Poems from Kasandra Larsen

DREAM AFTER THREE DIVORCES

When I awoke, bound to the bed, fingernails
tattooed, the one on my left ring finger read

Your heart is still 14, but here we go again.
The one on my middle right finger said No.

Even if I ripped the nails from their own beds,
rose up to go, ink underneath would betray, skin

now a collection of seared black monogrammed
brands, new name separating me from Daddy

but destined to repeat, a white dress for better
inspection, packaged as another’s grade A meat.

 

 

THE FISH SWIMMING IN MY COFFEE

Refuses to come up out of the dark grounds
of birth.

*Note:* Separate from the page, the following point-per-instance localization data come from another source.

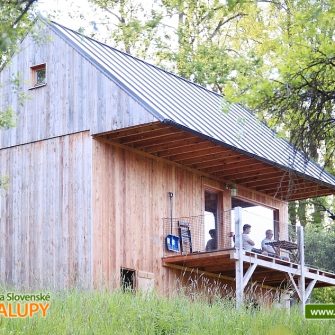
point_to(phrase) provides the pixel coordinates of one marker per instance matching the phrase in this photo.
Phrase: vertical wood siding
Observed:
(129, 201)
(45, 219)
(77, 96)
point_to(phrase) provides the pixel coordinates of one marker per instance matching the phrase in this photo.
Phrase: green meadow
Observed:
(82, 312)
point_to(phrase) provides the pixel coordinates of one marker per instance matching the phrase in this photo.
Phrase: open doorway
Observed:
(260, 218)
(211, 224)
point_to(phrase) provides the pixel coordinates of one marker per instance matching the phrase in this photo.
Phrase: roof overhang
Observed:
(222, 162)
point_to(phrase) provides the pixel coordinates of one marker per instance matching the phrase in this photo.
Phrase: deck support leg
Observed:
(309, 289)
(302, 287)
(239, 262)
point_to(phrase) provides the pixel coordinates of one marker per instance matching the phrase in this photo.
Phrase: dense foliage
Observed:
(125, 313)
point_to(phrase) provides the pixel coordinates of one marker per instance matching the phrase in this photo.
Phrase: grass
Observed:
(82, 312)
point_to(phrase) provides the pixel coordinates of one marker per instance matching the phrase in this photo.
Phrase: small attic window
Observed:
(38, 75)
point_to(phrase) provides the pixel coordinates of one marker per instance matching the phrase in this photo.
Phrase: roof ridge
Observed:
(138, 59)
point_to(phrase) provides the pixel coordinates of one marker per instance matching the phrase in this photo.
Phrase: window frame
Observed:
(33, 75)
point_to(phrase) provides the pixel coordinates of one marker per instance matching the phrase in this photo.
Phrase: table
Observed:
(287, 245)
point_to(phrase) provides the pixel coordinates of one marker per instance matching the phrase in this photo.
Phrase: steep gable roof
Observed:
(174, 100)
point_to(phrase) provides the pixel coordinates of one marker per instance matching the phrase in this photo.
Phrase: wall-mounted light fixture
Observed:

It’s built a caffeinated castle, a drawbridge
that stays up. My lips? An artificial moat stocked
with threatening reptiles who want to taste

every second wriggling down my throat, swallow
flashing scales of possibility, not let them get away.
I don’t want life dead, beheaded, laid out in strips
in an oily can. The plan was to jump on the horse

of morning and ride at a gallop in the direction of away,
not stay on the couch, frowning into this mug with
telltale bubbles. Where are my edible carnations,
sugar daisies, birthday cakes? How did I get to this

age? I don’t want to grow up to do the same task
every day. I want a fluid plan, a sea, current to swirl me
into incomprehensibility, gasping, spitting salt. At least
if you asked me what came next, I wouldn’t know, and

that wouldn’t be my fault. That’s the nature of water,
it wears out every period of a simple sentence when
you aren’t paying attention, drips, rushes, leaves nothing
dry. I have a hard time giving up control, forget

that that’s why fish don’t need to cry.

 

 

ENVYING THE WORLD WHILE MAKING CIRCLES

I can’t relax. More accurately,
I can’t remember how without being talked down
or touched. If you’re reading this, you’re breathing;
nothing clutches as heaven and nature sing
effortlessly. The ants beneath aren’t heavy, weighed
down by responsibility. Their colors, fire and ink,
don’t make them think, keep them hitching breath
in every dream, clenching teeth. Pendulous clusters
of nuts aren’t anxious, though slow ripening
makes them look fat. They rustle, maracas in easy
breeze. Even crows make calls of black calligraphy,
natural patterns. Mine’s a rut carved into concrete
by my mind. Trained to repeat.

 

Kasandra Larsen’s chapbook STELLAR TELEGRAM won the 2009 Sheltering Pines Press Chapbook Competition; one of three winners of the Third Wednesday 2011 Poetry Contest judged by Philip Dacey. She has been nominated for a Pushcart Prize and a Best of the Net Award, and was a Finalist in the Tiferet 2010 Sacred Poetry Contest judged by Marie Howe.  Her work has appeared in journals in the U.S., Canada, and the U.K., including: Ballard Street Poetry Journal, Bloodroot Literary Magazine, Blue Earth Review, Breakwater Review, Denver Syntax, Full of Crow, The Nervous Breakdown, The November 3rd Club, nthposition, Osprey Journal, Poems-for-All, Poetic Diversity, Pure Francis, Roanoke Review, Short Fuse: The Global Anthology of New Fusion Poetry, SLAB, tinfoildresses, Two Hawks Quarterly, The Watermark, and White Pelican Review.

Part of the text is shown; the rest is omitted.